Somebody [Part VI]: Nape [continued]


Once all of the images had been shot the final stage in any project is editing the available images into a coherent form. I had to drop about half the images to make a possible book, which I had estimated would contain thirty images. When editing I think of so much: previous projects, other photographer's work, a running tone, poetic rhythm, etc. In this case all of the images were taped to the walls of my house for a few days to really enforce the consideration stages.

The thirty images for the book really came together quite quickly. Having the images on the walls for a few days allowed natural visual rhythms to formulate. The book stems from a perfect example of a nape and travels from all the various types and styles to end on the most banal example possible. This creates a simple structure that allows other rhythms to develop according to content, colour, tone, etc.

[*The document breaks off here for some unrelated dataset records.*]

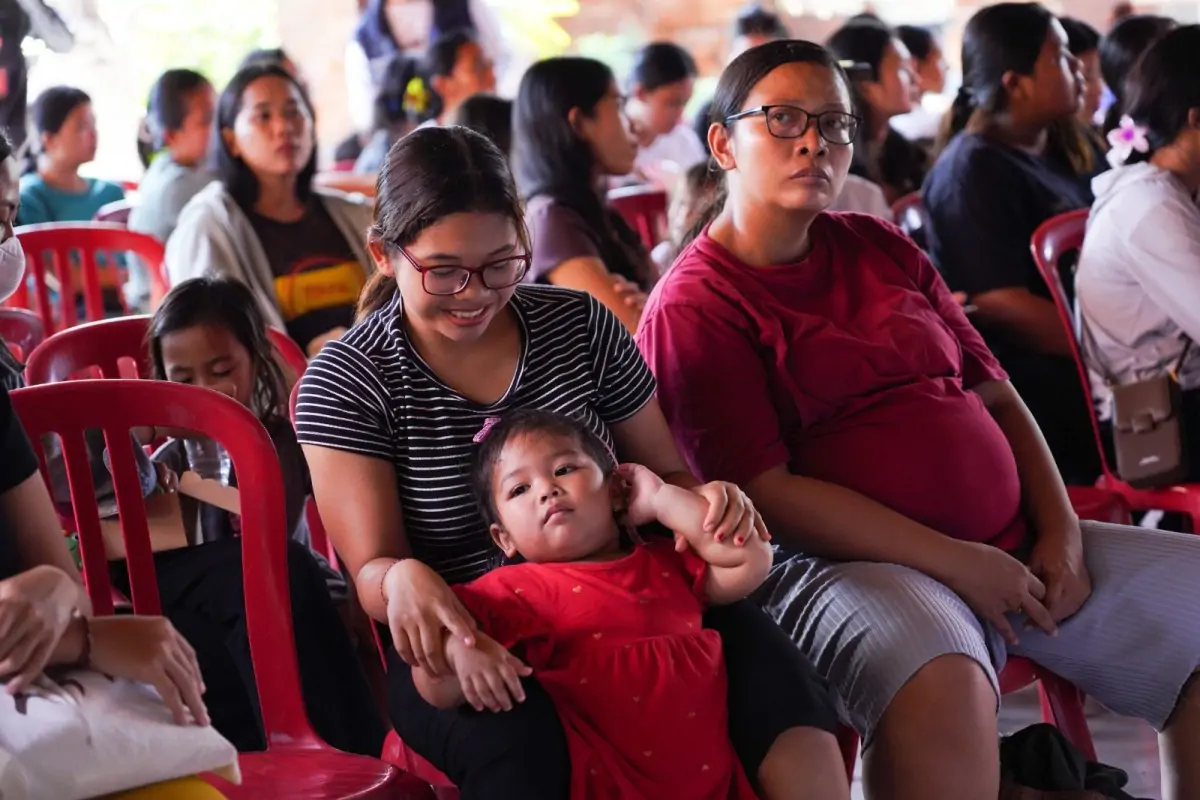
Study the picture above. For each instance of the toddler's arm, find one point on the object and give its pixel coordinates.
(733, 570)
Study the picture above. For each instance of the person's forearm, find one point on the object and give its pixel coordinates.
(1043, 494)
(829, 521)
(369, 585)
(439, 692)
(71, 648)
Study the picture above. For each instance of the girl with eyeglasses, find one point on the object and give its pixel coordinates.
(820, 361)
(449, 337)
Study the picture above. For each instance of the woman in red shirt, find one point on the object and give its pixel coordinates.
(819, 361)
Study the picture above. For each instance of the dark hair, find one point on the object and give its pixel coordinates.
(443, 53)
(54, 106)
(427, 175)
(738, 80)
(756, 20)
(702, 122)
(167, 106)
(551, 158)
(231, 305)
(238, 178)
(1006, 37)
(1164, 86)
(537, 423)
(921, 42)
(390, 98)
(1120, 50)
(1081, 37)
(660, 64)
(267, 56)
(490, 115)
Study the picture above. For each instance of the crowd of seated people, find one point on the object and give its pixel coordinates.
(573, 482)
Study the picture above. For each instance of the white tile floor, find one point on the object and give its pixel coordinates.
(1120, 741)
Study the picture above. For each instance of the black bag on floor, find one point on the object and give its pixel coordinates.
(1038, 763)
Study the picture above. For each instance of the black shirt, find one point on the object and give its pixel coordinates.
(984, 202)
(317, 275)
(17, 464)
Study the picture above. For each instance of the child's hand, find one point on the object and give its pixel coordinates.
(641, 488)
(489, 674)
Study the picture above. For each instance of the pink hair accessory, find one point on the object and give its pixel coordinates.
(489, 423)
(1125, 139)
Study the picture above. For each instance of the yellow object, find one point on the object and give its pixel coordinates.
(185, 788)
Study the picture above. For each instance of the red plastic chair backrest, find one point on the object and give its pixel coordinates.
(119, 405)
(645, 209)
(59, 240)
(1054, 239)
(118, 211)
(108, 346)
(22, 330)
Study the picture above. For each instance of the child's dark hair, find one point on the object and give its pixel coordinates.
(167, 106)
(427, 175)
(490, 115)
(1120, 50)
(54, 106)
(229, 305)
(660, 64)
(529, 422)
(1164, 88)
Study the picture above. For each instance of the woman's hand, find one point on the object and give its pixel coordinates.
(150, 650)
(35, 609)
(1057, 559)
(490, 675)
(420, 606)
(993, 583)
(731, 513)
(640, 487)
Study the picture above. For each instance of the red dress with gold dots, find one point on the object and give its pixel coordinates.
(639, 684)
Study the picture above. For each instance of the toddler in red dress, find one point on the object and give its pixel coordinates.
(611, 627)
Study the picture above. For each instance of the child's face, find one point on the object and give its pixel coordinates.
(553, 500)
(209, 356)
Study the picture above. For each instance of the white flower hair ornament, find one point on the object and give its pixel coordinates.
(1123, 139)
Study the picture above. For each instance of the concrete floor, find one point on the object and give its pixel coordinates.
(1120, 741)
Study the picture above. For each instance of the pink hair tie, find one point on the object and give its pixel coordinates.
(489, 423)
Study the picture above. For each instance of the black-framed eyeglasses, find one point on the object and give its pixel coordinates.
(445, 281)
(792, 122)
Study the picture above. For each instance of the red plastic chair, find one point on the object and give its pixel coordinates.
(60, 240)
(113, 348)
(297, 763)
(1051, 241)
(645, 208)
(22, 330)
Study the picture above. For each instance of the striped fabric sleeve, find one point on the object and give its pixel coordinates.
(343, 404)
(625, 383)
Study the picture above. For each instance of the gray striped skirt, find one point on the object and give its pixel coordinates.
(869, 627)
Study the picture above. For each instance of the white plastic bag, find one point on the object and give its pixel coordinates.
(85, 734)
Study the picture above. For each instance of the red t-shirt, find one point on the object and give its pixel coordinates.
(852, 366)
(637, 680)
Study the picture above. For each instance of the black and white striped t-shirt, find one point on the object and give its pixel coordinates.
(371, 394)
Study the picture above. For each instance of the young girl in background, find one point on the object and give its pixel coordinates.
(599, 618)
(209, 332)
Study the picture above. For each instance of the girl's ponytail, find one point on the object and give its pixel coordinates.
(378, 292)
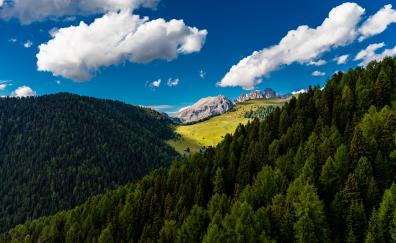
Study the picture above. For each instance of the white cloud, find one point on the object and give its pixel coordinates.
(28, 44)
(155, 83)
(301, 91)
(369, 54)
(317, 63)
(184, 108)
(4, 84)
(160, 107)
(23, 91)
(302, 45)
(77, 52)
(28, 11)
(202, 74)
(173, 82)
(378, 23)
(318, 73)
(341, 59)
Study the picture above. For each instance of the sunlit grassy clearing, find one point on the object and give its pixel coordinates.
(212, 131)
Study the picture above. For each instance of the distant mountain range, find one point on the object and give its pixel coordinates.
(217, 105)
(204, 108)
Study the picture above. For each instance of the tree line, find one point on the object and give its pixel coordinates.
(58, 150)
(320, 169)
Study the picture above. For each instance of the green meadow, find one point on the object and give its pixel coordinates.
(210, 132)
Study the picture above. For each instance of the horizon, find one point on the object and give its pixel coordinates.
(48, 50)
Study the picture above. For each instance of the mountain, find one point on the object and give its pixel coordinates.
(257, 94)
(58, 150)
(209, 132)
(204, 108)
(320, 169)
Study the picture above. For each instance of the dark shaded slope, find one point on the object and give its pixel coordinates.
(320, 169)
(57, 150)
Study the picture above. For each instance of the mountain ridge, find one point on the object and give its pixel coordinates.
(218, 105)
(58, 150)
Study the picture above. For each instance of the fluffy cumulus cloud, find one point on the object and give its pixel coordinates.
(301, 91)
(341, 59)
(370, 53)
(301, 45)
(173, 82)
(28, 11)
(4, 84)
(318, 73)
(160, 107)
(28, 44)
(202, 74)
(155, 83)
(77, 52)
(317, 63)
(23, 91)
(378, 23)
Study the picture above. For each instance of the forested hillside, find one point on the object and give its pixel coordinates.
(58, 150)
(320, 169)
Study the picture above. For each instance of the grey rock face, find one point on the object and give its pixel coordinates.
(204, 108)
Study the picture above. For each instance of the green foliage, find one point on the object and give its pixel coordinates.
(58, 150)
(260, 113)
(319, 169)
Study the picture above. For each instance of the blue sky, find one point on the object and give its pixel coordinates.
(235, 29)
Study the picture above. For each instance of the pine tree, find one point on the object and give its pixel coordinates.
(383, 89)
(106, 235)
(310, 225)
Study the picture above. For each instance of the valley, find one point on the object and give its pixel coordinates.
(211, 131)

Once the thirty were selected I needed to proof this selection over another day. After the book is made for assessment I will have to further reduce the number for the exhibition, to ten. This will be more difficult again as I will be torn between favourites and succinct sequences.

5/12/2010

Somebody [Part V]: Nape

What can a nape reveal about a person?
The reductive processes of phrenology and physiognomy within social science and photography allowed Victorians to classify bodies based on visual details and firmly believed that a study of the exterior provided a revealing insight into someone’s character or nature.
As a result people, since the 1840s and 1850s, have been encouraged to read portraits using physiognomic information, which instigates the dangerous process of stereotyping. The procedure of making an object, or informative landscape, of the body created topological images that could be easily arranged into ‘types’. This style of deadpan photography was suited to, and subsequently used by, the police force to measure the physiognomic criminal body against that of an ‘average’ person.


By focusing on depersonalizing the nape, the back of the neck, rather than the face I have moved away from the historical and instilled methods of physiognomic documentation. The nape can be hidden with hair, bared, shaved, wrapped in clothes and even painted but when objectified can the borderland between body and brain also reveal insightful truths about a person’s nature?